In the U.S., where the Fed ended its QE, the Dow Jones Industrial Average trades within 1.3 percent of a record hit in March, while the Nasdaq Composite Index is 1 percent below its dot-com-era high. The central bank signaled it won’t lock itself into a timetable for tightening as economic data miss forecasts.
The S&P 500 rose 1.7 percent in the week as energy shares gained with oil and health-care companies jumped amid corporate deals. Alcoa Inc. kicked off the earnings season, reporting quarterly results that fell short of analysts’ estimates. General Electric Co. surged the most in six years after announcing a major share repurchase program.
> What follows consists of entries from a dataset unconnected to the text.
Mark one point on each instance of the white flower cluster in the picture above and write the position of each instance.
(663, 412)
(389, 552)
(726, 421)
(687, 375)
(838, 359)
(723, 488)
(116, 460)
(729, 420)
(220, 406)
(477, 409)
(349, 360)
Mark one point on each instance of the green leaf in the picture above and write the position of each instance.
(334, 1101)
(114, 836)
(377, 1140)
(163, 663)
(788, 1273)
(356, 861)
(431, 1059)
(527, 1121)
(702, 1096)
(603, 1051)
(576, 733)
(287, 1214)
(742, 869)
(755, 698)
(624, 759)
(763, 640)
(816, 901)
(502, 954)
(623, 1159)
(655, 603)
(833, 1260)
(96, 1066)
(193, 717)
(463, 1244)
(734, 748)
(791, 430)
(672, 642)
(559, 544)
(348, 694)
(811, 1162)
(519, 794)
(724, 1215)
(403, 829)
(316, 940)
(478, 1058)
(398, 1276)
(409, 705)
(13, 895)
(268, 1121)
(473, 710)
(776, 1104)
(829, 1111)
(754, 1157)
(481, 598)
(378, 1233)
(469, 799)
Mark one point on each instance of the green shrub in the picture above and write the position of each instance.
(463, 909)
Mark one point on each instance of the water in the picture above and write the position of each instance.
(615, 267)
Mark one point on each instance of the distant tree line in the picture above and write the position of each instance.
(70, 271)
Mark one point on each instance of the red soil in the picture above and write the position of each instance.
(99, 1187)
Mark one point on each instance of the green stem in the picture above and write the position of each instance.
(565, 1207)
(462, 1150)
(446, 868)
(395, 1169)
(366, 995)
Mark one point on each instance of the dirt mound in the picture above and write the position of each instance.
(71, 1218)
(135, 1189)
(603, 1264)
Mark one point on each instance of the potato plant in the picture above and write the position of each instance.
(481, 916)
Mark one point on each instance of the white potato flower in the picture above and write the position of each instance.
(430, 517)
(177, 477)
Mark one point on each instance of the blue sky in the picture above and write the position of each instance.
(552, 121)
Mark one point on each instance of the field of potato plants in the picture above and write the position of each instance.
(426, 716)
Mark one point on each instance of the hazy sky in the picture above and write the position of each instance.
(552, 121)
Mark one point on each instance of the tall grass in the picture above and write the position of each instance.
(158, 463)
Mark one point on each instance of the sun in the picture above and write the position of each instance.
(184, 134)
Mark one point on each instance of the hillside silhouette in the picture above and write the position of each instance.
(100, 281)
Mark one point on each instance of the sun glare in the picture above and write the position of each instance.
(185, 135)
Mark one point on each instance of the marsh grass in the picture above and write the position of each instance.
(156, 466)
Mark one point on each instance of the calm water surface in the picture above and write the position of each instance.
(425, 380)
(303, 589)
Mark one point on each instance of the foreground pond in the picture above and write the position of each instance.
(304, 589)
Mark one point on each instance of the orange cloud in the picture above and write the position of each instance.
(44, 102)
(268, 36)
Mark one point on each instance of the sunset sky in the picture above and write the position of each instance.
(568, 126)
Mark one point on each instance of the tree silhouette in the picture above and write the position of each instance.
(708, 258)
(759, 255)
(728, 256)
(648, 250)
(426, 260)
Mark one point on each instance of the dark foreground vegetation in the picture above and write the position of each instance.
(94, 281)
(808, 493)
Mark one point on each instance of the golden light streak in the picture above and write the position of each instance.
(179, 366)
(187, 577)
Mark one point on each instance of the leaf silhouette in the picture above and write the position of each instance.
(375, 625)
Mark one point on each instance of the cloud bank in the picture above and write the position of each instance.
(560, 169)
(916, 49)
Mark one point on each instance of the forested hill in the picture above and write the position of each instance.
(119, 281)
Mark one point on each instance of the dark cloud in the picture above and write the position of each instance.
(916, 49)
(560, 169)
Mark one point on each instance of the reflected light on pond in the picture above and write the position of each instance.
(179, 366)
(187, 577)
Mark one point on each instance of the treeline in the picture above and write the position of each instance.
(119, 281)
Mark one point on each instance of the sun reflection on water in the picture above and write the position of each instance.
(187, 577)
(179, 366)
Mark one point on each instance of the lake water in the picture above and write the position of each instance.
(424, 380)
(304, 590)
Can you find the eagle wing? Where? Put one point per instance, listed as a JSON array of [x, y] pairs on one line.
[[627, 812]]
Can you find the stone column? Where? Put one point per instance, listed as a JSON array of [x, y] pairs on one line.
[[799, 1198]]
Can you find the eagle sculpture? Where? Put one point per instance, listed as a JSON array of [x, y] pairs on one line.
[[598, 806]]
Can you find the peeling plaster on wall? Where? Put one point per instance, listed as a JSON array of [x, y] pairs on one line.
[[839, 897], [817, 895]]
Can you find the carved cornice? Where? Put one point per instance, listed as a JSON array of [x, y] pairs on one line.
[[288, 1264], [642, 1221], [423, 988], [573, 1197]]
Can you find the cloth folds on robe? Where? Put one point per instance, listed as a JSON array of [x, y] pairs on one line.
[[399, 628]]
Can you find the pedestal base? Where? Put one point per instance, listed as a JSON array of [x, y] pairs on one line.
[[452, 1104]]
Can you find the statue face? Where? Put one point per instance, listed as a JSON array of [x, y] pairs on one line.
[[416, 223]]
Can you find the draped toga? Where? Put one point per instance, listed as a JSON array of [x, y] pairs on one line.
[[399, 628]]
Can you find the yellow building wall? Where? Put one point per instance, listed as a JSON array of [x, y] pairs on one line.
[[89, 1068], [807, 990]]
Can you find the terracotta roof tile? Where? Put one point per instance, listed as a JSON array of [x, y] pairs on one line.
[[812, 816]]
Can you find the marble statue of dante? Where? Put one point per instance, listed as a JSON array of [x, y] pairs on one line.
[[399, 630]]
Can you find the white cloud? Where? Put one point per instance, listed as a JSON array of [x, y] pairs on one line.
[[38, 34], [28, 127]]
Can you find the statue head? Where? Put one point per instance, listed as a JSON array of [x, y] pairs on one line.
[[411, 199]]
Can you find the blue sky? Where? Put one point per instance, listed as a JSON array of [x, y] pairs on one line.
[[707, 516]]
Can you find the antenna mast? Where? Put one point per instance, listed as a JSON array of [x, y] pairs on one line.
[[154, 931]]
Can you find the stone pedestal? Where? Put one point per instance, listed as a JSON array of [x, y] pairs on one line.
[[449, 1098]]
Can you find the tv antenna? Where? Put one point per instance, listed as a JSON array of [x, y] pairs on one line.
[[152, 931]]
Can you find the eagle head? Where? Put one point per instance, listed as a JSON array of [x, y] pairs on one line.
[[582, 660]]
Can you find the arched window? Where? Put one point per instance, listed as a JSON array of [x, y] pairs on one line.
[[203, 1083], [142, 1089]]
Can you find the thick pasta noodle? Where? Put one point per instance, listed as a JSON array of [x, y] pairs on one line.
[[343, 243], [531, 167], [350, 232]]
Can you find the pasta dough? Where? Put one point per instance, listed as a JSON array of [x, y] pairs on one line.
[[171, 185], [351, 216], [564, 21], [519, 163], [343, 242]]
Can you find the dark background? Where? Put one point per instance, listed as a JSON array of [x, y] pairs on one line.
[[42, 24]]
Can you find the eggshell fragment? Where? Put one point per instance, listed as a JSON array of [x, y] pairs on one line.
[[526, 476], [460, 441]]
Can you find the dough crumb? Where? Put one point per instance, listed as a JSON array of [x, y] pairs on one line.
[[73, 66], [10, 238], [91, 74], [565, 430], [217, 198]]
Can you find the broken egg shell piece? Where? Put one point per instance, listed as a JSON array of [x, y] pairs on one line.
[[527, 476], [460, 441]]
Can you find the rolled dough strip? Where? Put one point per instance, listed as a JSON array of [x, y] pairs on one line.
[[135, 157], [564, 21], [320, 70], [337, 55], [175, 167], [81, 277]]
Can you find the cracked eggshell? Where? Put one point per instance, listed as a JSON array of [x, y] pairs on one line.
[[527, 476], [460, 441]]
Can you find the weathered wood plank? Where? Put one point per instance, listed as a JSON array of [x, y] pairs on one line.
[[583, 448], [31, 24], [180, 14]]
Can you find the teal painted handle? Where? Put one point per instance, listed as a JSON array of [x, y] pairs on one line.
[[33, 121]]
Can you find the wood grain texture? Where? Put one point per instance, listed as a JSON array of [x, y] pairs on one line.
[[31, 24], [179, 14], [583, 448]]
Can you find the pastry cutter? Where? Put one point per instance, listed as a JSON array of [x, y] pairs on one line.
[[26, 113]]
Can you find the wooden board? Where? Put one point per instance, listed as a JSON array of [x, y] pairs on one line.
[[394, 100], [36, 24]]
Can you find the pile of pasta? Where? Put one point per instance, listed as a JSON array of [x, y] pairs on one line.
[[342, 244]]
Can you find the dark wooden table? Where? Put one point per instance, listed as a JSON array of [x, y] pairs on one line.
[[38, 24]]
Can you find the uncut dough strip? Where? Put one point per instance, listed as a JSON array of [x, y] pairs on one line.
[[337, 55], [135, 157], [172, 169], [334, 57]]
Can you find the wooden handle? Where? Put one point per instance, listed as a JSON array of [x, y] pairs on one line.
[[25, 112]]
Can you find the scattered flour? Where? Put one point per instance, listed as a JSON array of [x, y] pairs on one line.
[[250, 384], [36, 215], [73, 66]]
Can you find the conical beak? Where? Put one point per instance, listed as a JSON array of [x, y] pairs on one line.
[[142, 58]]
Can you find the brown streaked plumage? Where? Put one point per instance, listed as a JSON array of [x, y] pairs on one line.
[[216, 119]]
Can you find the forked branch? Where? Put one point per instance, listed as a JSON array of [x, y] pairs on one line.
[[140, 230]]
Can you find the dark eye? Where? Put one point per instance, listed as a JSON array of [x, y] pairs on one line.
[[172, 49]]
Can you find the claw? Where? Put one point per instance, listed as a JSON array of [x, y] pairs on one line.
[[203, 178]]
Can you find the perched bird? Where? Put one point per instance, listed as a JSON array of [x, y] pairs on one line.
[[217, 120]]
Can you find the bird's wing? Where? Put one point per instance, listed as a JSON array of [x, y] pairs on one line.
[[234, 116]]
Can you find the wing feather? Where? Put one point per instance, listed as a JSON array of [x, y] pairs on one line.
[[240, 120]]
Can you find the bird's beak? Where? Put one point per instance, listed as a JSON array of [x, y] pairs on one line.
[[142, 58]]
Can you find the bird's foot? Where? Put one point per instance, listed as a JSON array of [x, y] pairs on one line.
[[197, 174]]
Data in Europe is topping estimates by the most in two years and the euro trades near a 12-year low. Benchmark gauges of Germany, Portugal and Denmark have all surged more than 25 percent in 2015. Even energy companies, which fell to an almost six-year low amid the slump in oil prices, have rebounded. They closed at their highest level since October after Royal Dutch Shell Plc agreed to buy BG Group Plc.
“In Europe, macro headwinds have become macro tailwinds for companies,” said Michael Barakos, the London-based chief investment officer of European equities at JPMorgan Asset Management. His firm oversees $1.7 trillion. “The euro was a stronger currency and now it’s depreciating.”
Economic tides are shifting, with Europe starting a recovery, the U.S. in the middle of one, and emerging markets near the end of a cycle, indicated by the weakness in commodity prices, according to Tristan Abet, a strategist at Louis Capital Markets LP. Even in Europe, where growth is picking up, equity markets are complacent when considering the expensive valuations stocks have reached, he said.
“The equity-market cycle is maturing,” Paris-based Abet said. “When you look at history, equity-market cycles tend to last between five to eight years. March 2009 was six years ago. From a pure calendar perspective, if we believe in market cycles, then we know we’re closer to the end.”
The MSCI World Index trades at 17.6 times the projected earnings of its companies, near the highest level since 2009, data compiled by Bloomberg show. The Stoxx 600’s valuation is at a record 17.3 times.
Still, with bond yields in Europe, the U.S. and Japan hitting record lows, investors have shifted to stocks as a source of returns, according to Jerry Webman of OppenheimerFunds Inc.
Profits at companies in the index of global equities will increase 5.4 percent in 2015, according to analyst estimates compiled by Bloomberg. That would mark a third year of gains. At Apple Inc., the world’s most valuable company, earnings will jump 34 percent, analysts estimate.
“There’s been a swing that has led to more growth opportunities,” said Webman, chief economist at OppenheimerFunds, which oversees $237 billion. “Post-financial crisis, companies have found good ways to make profit and conscientious investors have been able to see strong equity returns.”